Lusaka – The July 2 state funeral ceremony in Lusaka for Zambia’s Founding President, Dr Kenneth Kaunda, provided an opportunity for the world to not only bid farewell to the liberation icon, but also to reignite the spirit of humanity that he championed for decades.
Leader after leader eulogised Dr Kaunda, with many of them highlighting his contributions to freedom and unity.
Dr Kaunda died on June 17 at age 97 and will be interred at a private ceremony in Lusaka on July 7.
The Chairperson of the African Union Commission, Mr Moussa Faki Mahamat, said of Dr Kaunda: “Today, we are marking what is truly the end of an era on our continent – the passing of President Kenneth Kaunda – the last of the great freedom fighters, philosopher kings, and independence leaders of Africa – has departed.”
Mozambican President Filipe Nyusi, who Chairs the Southern African Development Community, described Dr Kaunda as the “ambassador of the oppressed”.
President Mogkweetsi Masisi of Botswana – Chair of the SADC Organ on Politics, Defence and Security Co-operation – said Dr Kaunda gave all of himself for the betterment of everyone in Southern Africa, Africa and the world.
Namibian President Hage Geingob said of the late hero: “You have left deep Pan-Africanist footprints.

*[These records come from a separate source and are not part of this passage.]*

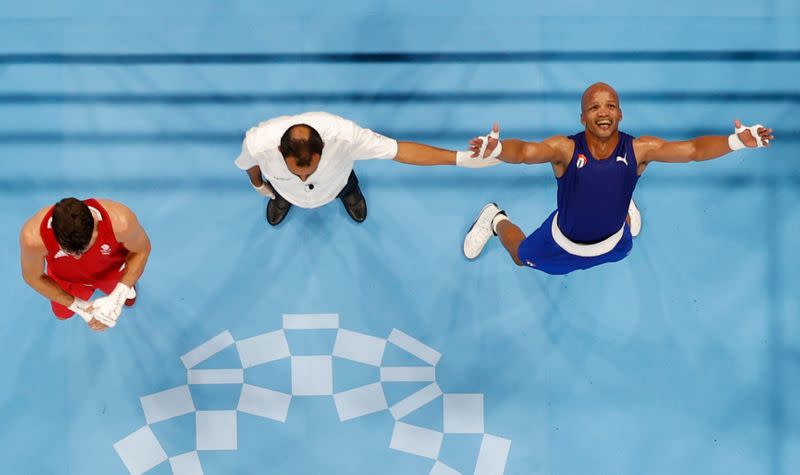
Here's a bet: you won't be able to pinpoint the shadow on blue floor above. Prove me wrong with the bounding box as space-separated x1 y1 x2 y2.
0 2 799 473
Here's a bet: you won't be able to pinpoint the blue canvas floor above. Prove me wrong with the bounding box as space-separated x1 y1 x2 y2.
0 2 799 474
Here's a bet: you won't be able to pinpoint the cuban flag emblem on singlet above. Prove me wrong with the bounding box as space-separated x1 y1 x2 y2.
577 153 587 169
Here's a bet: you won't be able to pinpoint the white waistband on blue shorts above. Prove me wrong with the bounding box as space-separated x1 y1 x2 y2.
551 212 625 257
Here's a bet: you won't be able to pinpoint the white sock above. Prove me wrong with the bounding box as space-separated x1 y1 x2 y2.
491 213 509 234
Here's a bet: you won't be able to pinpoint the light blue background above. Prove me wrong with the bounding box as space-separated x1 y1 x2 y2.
0 1 798 473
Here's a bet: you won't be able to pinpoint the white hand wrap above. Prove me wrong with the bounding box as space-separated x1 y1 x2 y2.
91 282 131 327
252 182 275 199
456 151 501 169
477 129 503 159
728 122 767 151
68 298 95 324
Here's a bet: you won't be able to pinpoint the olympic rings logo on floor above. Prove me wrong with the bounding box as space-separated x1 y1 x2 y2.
113 314 511 474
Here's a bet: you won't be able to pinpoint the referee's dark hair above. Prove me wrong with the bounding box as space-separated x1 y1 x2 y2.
279 124 324 167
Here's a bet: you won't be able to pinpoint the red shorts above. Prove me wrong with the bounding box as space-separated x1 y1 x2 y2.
50 278 120 319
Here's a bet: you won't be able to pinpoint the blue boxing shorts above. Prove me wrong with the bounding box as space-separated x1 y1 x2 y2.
517 210 633 275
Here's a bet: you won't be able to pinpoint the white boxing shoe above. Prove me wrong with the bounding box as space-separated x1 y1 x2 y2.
628 199 642 237
463 203 504 259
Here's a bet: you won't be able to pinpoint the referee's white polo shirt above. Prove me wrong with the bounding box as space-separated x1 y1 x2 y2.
234 111 398 208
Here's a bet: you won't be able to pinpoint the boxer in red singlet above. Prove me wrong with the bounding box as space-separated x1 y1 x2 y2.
19 198 151 331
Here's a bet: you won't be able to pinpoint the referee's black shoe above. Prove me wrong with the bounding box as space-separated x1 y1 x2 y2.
266 195 292 226
340 184 367 223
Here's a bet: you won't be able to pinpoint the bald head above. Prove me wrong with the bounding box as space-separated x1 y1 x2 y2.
581 82 619 113
279 123 324 168
580 82 623 139
288 124 313 141
278 123 324 180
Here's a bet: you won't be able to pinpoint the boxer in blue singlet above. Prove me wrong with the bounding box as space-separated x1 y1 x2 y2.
463 82 774 275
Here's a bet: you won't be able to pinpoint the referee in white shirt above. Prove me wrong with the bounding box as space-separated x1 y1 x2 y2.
235 111 498 225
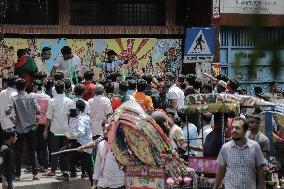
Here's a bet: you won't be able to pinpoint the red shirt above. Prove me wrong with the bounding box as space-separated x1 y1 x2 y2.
82 82 95 101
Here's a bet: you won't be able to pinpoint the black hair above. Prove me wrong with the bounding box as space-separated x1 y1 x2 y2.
229 78 240 91
165 108 175 118
76 99 86 112
42 47 51 53
192 78 202 90
177 109 186 123
45 77 54 90
177 74 185 83
106 50 117 57
64 79 72 91
232 117 249 131
105 82 114 94
202 113 212 123
72 74 82 85
6 74 18 87
61 46 72 55
54 72 64 81
173 117 182 126
128 80 137 90
2 128 17 141
17 49 26 58
137 79 147 92
201 83 213 93
84 70 94 81
33 79 43 91
106 73 120 82
142 75 153 85
55 80 65 94
74 84 85 96
15 78 26 91
254 87 262 94
35 72 47 80
119 81 128 93
185 74 197 85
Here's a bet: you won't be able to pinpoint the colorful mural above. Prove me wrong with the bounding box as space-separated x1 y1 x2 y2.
0 38 182 79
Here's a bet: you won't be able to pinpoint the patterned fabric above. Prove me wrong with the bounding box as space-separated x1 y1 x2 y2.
216 139 265 189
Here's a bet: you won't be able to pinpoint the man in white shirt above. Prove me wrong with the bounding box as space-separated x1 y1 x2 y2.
0 75 18 131
166 73 185 110
77 121 125 189
195 112 213 157
43 81 72 179
88 84 112 139
51 46 82 80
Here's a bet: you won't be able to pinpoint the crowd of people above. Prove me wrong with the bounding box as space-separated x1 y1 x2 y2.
0 45 280 189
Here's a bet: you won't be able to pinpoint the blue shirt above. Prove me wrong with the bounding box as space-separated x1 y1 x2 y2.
97 60 124 77
71 112 93 154
183 123 198 155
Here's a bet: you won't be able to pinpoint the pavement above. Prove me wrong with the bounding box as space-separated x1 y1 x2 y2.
11 169 90 189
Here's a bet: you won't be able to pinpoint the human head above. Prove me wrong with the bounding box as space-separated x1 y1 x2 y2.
137 79 147 92
128 80 137 91
106 50 117 62
164 72 175 84
35 72 48 85
175 74 185 87
84 70 94 81
95 84 104 95
6 74 18 88
231 117 249 141
254 87 262 96
268 81 277 93
61 46 72 60
165 108 176 119
240 89 247 95
105 82 114 94
247 115 261 132
151 111 170 135
157 81 168 94
64 79 72 92
54 71 65 81
17 49 27 58
119 81 128 93
45 77 54 90
33 79 43 92
228 78 239 92
2 128 17 144
76 99 86 113
74 84 85 97
202 112 212 124
42 47 51 60
15 78 26 91
55 80 65 94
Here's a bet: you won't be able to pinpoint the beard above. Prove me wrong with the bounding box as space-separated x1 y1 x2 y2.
232 136 241 141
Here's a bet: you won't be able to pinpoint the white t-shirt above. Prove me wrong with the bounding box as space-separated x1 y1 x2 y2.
54 54 82 78
167 84 185 110
169 124 185 149
0 88 17 130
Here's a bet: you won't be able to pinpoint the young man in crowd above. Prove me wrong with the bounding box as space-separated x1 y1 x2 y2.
88 84 112 140
31 80 51 172
82 70 95 101
132 79 154 115
43 81 72 180
247 115 270 160
0 128 17 189
34 47 51 76
0 75 18 141
51 46 82 79
65 100 94 187
166 73 185 111
77 120 125 189
213 117 266 189
5 78 41 181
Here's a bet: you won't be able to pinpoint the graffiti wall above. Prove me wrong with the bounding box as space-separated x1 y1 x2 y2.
0 38 182 79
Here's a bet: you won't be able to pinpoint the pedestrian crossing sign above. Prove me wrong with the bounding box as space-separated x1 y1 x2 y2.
184 27 216 63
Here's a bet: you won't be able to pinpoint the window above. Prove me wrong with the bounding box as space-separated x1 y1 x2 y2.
70 0 165 26
175 0 190 26
2 0 58 25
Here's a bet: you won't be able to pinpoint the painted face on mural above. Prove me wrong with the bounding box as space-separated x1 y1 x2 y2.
107 54 116 63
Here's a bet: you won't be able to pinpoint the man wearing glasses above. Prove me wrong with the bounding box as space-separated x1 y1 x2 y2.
34 47 51 76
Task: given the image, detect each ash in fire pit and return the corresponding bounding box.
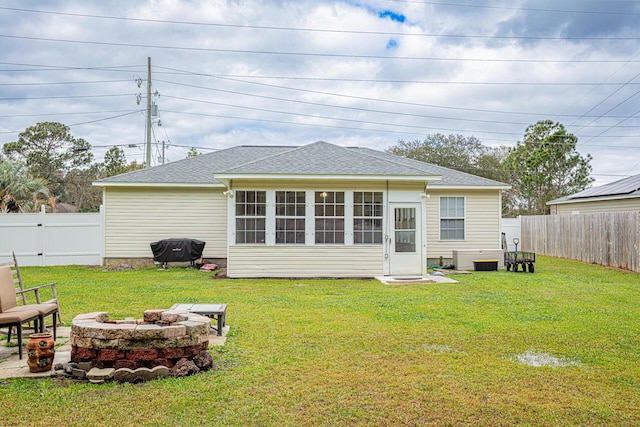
[71,309,211,370]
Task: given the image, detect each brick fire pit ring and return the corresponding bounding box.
[71,310,211,370]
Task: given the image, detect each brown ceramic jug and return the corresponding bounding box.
[26,333,55,373]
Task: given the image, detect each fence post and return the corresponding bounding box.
[99,204,105,266]
[39,205,46,266]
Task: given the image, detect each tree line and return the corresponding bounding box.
[1,120,593,215]
[1,122,143,213]
[387,120,593,216]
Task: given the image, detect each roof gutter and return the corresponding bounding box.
[428,184,511,190]
[93,182,225,189]
[213,173,442,187]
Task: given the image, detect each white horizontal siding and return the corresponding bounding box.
[228,246,383,278]
[555,198,640,214]
[104,187,227,258]
[426,189,502,259]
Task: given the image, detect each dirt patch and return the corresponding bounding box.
[513,351,580,367]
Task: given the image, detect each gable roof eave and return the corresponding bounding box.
[93,181,225,189]
[428,184,511,191]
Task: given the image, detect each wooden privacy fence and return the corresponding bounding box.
[521,212,640,272]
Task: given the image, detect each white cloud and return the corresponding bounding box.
[0,0,639,184]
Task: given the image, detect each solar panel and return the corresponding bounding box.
[570,174,640,199]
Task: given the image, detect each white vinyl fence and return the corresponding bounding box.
[0,206,103,266]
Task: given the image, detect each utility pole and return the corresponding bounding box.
[145,57,152,168]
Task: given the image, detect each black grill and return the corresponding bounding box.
[150,238,206,268]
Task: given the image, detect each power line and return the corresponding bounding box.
[0,109,139,118]
[162,108,444,138]
[160,108,640,141]
[68,110,142,127]
[574,71,640,137]
[4,60,640,86]
[161,92,529,128]
[155,76,636,120]
[0,61,142,72]
[0,110,142,135]
[580,107,640,147]
[162,94,519,134]
[1,62,637,149]
[163,74,640,86]
[162,92,640,134]
[2,34,639,63]
[0,79,130,86]
[2,5,639,38]
[0,94,133,101]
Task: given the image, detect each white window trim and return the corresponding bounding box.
[345,190,353,245]
[353,191,384,245]
[274,191,306,245]
[313,190,347,245]
[234,190,268,245]
[265,191,275,245]
[439,196,466,241]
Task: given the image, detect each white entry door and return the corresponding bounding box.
[389,204,423,276]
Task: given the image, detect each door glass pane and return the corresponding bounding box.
[395,208,416,253]
[395,208,416,230]
[395,231,416,252]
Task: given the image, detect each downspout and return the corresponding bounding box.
[423,182,429,276]
[225,179,233,276]
[384,180,390,274]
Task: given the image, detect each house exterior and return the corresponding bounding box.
[94,141,509,278]
[547,174,640,215]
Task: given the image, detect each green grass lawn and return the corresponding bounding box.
[1,256,639,426]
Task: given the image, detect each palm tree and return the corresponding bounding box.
[0,160,50,213]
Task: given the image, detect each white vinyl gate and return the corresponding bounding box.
[500,217,522,251]
[0,206,103,266]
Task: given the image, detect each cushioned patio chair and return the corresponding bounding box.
[3,252,62,326]
[0,266,42,359]
[0,308,40,360]
[0,265,58,358]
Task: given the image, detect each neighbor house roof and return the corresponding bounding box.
[548,173,640,205]
[95,141,509,189]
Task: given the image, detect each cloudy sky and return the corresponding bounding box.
[1,0,639,185]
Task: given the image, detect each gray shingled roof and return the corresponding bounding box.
[95,141,508,187]
[96,146,289,185]
[217,141,440,177]
[549,173,640,204]
[354,146,507,187]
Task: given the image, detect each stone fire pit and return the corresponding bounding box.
[71,309,211,370]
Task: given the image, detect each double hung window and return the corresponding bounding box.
[275,191,306,244]
[314,191,344,244]
[353,192,383,244]
[235,191,266,244]
[440,197,465,240]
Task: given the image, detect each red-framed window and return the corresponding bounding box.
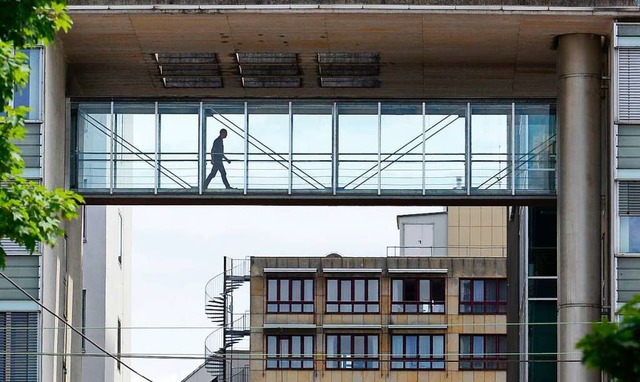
[391,278,445,313]
[459,335,507,370]
[326,278,379,313]
[326,334,379,370]
[266,279,314,313]
[459,279,507,314]
[390,334,445,370]
[266,335,314,369]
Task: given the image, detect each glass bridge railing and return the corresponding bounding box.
[70,100,556,197]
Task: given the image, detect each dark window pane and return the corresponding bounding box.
[404,279,418,301]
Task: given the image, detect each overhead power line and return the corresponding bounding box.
[0,271,155,382]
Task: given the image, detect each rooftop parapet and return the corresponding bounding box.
[68,0,638,7]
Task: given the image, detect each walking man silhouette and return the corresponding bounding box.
[204,128,232,189]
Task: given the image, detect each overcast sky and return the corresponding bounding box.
[129,205,442,382]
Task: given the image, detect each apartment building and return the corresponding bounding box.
[249,254,507,382]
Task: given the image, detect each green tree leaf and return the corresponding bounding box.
[0,0,82,267]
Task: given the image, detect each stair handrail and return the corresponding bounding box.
[207,107,325,189]
[77,111,192,189]
[349,113,463,190]
[477,133,556,190]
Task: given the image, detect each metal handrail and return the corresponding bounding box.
[77,111,191,189]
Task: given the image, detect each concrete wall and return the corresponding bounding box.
[82,206,132,382]
[68,0,637,6]
[41,37,85,382]
[397,213,447,256]
[250,256,507,382]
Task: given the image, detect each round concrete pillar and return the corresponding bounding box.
[557,33,602,382]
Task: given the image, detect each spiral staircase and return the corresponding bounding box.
[204,257,251,381]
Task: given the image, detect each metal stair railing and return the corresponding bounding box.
[476,134,556,190]
[343,110,464,190]
[77,111,191,189]
[207,107,326,190]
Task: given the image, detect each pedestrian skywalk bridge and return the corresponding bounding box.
[71,100,556,205]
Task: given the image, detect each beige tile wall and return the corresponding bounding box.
[447,207,506,257]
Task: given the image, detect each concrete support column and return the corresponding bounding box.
[557,33,602,382]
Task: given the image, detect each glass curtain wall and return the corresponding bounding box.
[72,100,557,197]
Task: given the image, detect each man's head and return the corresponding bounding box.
[220,128,228,139]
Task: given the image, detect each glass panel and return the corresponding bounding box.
[267,304,277,313]
[403,279,418,301]
[340,335,351,355]
[392,279,403,302]
[340,280,351,301]
[292,280,302,301]
[15,49,41,121]
[499,279,508,301]
[292,336,301,356]
[368,279,379,302]
[528,301,557,381]
[113,103,156,190]
[304,336,313,356]
[327,304,338,313]
[292,103,333,191]
[267,336,277,355]
[267,280,277,301]
[515,104,556,193]
[406,335,417,356]
[432,335,445,369]
[424,103,466,190]
[303,304,314,312]
[204,102,245,190]
[528,278,557,298]
[326,335,337,356]
[14,123,41,178]
[327,280,338,301]
[280,338,290,368]
[304,279,313,301]
[158,103,199,189]
[617,125,640,170]
[620,216,640,253]
[368,335,378,355]
[338,103,379,191]
[460,280,471,302]
[392,336,403,357]
[247,102,289,191]
[486,280,497,302]
[380,103,423,192]
[471,104,511,193]
[75,103,112,190]
[473,280,485,302]
[279,279,289,301]
[419,279,430,302]
[460,336,471,356]
[354,280,365,301]
[354,336,365,357]
[473,336,484,355]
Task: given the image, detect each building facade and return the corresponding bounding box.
[4,1,640,381]
[81,206,132,382]
[249,254,508,382]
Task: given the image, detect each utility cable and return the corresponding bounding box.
[0,271,155,382]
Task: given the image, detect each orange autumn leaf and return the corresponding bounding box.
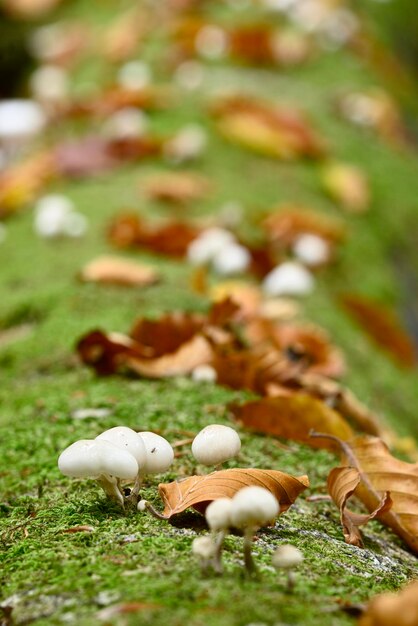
[327,466,392,547]
[358,581,418,626]
[143,171,211,204]
[212,96,326,160]
[80,256,160,287]
[322,162,370,213]
[312,433,418,555]
[263,205,346,247]
[108,214,201,257]
[229,395,353,450]
[158,468,309,518]
[341,294,416,368]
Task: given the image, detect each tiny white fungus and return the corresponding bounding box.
[262,261,314,297]
[192,424,241,466]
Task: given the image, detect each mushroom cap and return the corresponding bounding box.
[192,424,241,466]
[138,431,174,474]
[262,261,314,297]
[292,233,330,267]
[191,364,217,383]
[58,439,138,480]
[96,426,147,467]
[187,228,236,266]
[230,486,280,529]
[0,100,46,141]
[205,497,233,531]
[212,243,251,276]
[272,544,304,570]
[192,536,215,560]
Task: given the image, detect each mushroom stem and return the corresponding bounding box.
[131,470,145,497]
[97,475,124,508]
[243,528,257,575]
[213,529,227,574]
[140,499,169,520]
[287,570,296,592]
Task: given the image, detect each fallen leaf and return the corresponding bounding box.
[263,205,346,247]
[212,96,325,160]
[61,525,95,533]
[76,330,139,376]
[3,0,62,18]
[143,171,211,204]
[108,214,201,257]
[229,395,353,450]
[245,320,345,378]
[130,312,206,357]
[210,282,262,318]
[80,256,160,287]
[101,6,149,62]
[97,602,161,620]
[54,137,117,178]
[230,25,312,67]
[341,294,416,368]
[322,162,370,213]
[327,466,392,547]
[0,152,56,216]
[311,433,418,555]
[358,581,418,626]
[158,468,309,518]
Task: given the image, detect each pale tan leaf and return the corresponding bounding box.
[80,256,160,287]
[327,466,392,547]
[158,468,309,518]
[322,162,370,213]
[358,581,418,626]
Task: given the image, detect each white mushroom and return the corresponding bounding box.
[192,536,216,573]
[262,261,314,297]
[212,243,251,276]
[174,60,204,91]
[195,25,229,60]
[0,99,46,158]
[272,544,304,590]
[191,364,217,383]
[96,426,147,498]
[34,194,88,239]
[187,228,236,266]
[30,65,69,106]
[138,431,174,474]
[164,124,207,164]
[103,108,148,140]
[292,233,330,267]
[58,439,138,507]
[192,425,241,468]
[230,486,280,574]
[117,61,151,91]
[205,497,233,573]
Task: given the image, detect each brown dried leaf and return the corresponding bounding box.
[341,294,416,368]
[358,581,418,626]
[80,256,159,287]
[245,320,345,378]
[212,96,326,160]
[327,466,392,547]
[54,137,117,178]
[76,330,139,376]
[322,162,370,213]
[158,468,309,518]
[210,282,263,318]
[130,312,206,357]
[230,26,312,68]
[312,433,418,555]
[263,205,346,246]
[61,525,95,533]
[0,152,56,216]
[3,0,62,18]
[143,172,211,204]
[108,214,201,257]
[229,395,353,450]
[101,6,148,62]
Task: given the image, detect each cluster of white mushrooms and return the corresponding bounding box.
[58,423,303,584]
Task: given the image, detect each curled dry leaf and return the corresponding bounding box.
[230,26,312,68]
[108,213,201,257]
[341,294,417,368]
[65,87,165,119]
[358,581,418,626]
[212,96,325,160]
[245,319,345,378]
[312,433,418,555]
[327,466,392,547]
[143,171,211,204]
[210,281,263,318]
[80,256,160,287]
[229,395,353,450]
[322,163,370,213]
[158,468,309,518]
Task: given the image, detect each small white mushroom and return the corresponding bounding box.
[212,243,251,276]
[195,25,229,60]
[205,498,233,573]
[138,431,174,474]
[117,61,151,91]
[187,228,236,266]
[103,108,148,140]
[192,536,216,573]
[272,544,304,591]
[230,486,280,574]
[191,364,217,383]
[192,425,241,468]
[30,65,69,106]
[58,439,138,507]
[0,99,46,158]
[164,124,207,164]
[292,233,330,267]
[262,261,314,297]
[174,60,204,91]
[96,426,147,498]
[33,194,88,239]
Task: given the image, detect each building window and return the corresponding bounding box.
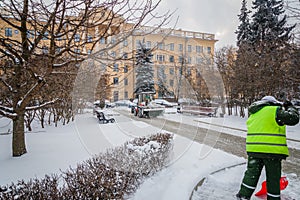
[74,34,80,42]
[100,37,106,44]
[113,77,119,85]
[187,57,192,64]
[158,66,165,75]
[178,56,184,63]
[187,45,192,52]
[196,45,203,53]
[113,63,119,72]
[14,30,19,35]
[27,30,34,38]
[169,79,174,87]
[111,37,116,44]
[42,31,48,40]
[207,46,211,54]
[136,40,141,48]
[146,41,151,48]
[5,28,12,37]
[123,53,128,59]
[169,68,174,75]
[111,51,116,57]
[156,54,165,62]
[124,65,128,73]
[87,35,93,42]
[157,42,164,50]
[42,46,49,54]
[169,55,174,63]
[178,44,183,52]
[207,58,212,65]
[87,49,92,54]
[187,68,192,75]
[124,91,128,99]
[56,47,61,53]
[123,39,128,46]
[124,78,128,86]
[169,43,174,51]
[196,57,202,64]
[113,91,119,102]
[56,36,62,41]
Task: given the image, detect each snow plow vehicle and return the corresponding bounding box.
[131,92,164,118]
[132,103,165,118]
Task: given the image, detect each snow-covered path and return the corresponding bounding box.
[1,109,299,199]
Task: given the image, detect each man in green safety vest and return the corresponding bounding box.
[236,96,299,200]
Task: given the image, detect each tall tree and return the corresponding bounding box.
[215,46,237,115]
[250,0,294,44]
[236,0,251,47]
[157,65,171,98]
[134,41,155,94]
[284,0,300,44]
[284,0,300,99]
[235,0,256,106]
[0,0,170,157]
[250,0,295,96]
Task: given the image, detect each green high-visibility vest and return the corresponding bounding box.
[246,106,288,156]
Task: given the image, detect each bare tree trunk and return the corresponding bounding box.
[40,109,45,128]
[40,117,45,128]
[25,110,35,131]
[12,112,27,157]
[26,120,32,132]
[48,112,51,125]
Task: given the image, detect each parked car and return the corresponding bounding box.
[94,100,115,108]
[152,99,177,107]
[115,100,136,108]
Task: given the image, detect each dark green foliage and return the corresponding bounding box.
[236,0,251,47]
[234,0,297,108]
[135,41,155,94]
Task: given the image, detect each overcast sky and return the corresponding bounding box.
[156,0,244,49]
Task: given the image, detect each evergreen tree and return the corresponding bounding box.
[249,0,295,46]
[236,0,251,47]
[234,0,296,107]
[247,0,294,97]
[157,66,171,97]
[234,0,255,106]
[134,41,155,94]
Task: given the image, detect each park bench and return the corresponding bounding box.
[95,110,115,123]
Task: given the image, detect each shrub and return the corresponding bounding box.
[0,133,173,199]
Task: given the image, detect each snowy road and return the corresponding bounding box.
[116,109,300,176]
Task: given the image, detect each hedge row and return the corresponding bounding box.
[0,132,173,199]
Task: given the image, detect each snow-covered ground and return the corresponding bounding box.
[161,108,300,150]
[0,107,299,199]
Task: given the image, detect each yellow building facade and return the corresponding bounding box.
[105,26,217,102]
[0,10,217,102]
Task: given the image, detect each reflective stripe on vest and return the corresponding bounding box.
[246,106,288,156]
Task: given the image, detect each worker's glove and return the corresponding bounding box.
[283,100,293,110]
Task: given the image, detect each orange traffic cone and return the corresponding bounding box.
[255,176,288,196]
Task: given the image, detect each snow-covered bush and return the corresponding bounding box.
[100,132,173,177]
[0,175,60,199]
[0,132,173,199]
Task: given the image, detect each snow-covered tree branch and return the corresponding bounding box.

Africa is proud of you.”
President Geingob also said, “I was a young freedom fighter, but President Kaunda welcomed me.”
South African President Cyril Ramaphosa said the liberation hero would forever be remembered as a courageous leader who supported South Africa’s struggle for freedom and Democracy.
“Dr Kenneth Kaunda was a loyal friend to the people of South Africa. He stood by us during our long and bitter struggle against the oppressive apartheid government. Zambia provided us with the material and moral support and gave refuge to our leaders and those who had been forced into exile. All over Africa, the late president Kaunda was a torchbearer for freedom,” he said.
Zimbabwean leader President Emerson Mnangagwa pointed out that Dr Kaunda was the last founding member of the African Union.
“He was a Pan-Africanist icon who believed that Zambia was not independent until all countries on the African continent had become free and independent,” President Mnangagwa said. “The history of Zimbabwe will never be complete without contributions made by the late President Kaunda and the great people of Zambia for our independence in Zimbabwe.”
Malawian President Lazarus Chakwera, Kenyan President Uhuru Kenyatta and Ghana’s President Nana Akufo-Addo hailed Dr Kaunda as the last of the giants of Pan-Africanism.
Dr Kaunda was the last surviving leader of the Frontline States, a group of Southern African countries that included Angola, Botswana, Lesotho, Mozambique, Swaziland and Tanzania whose objective was the total liberation of the region.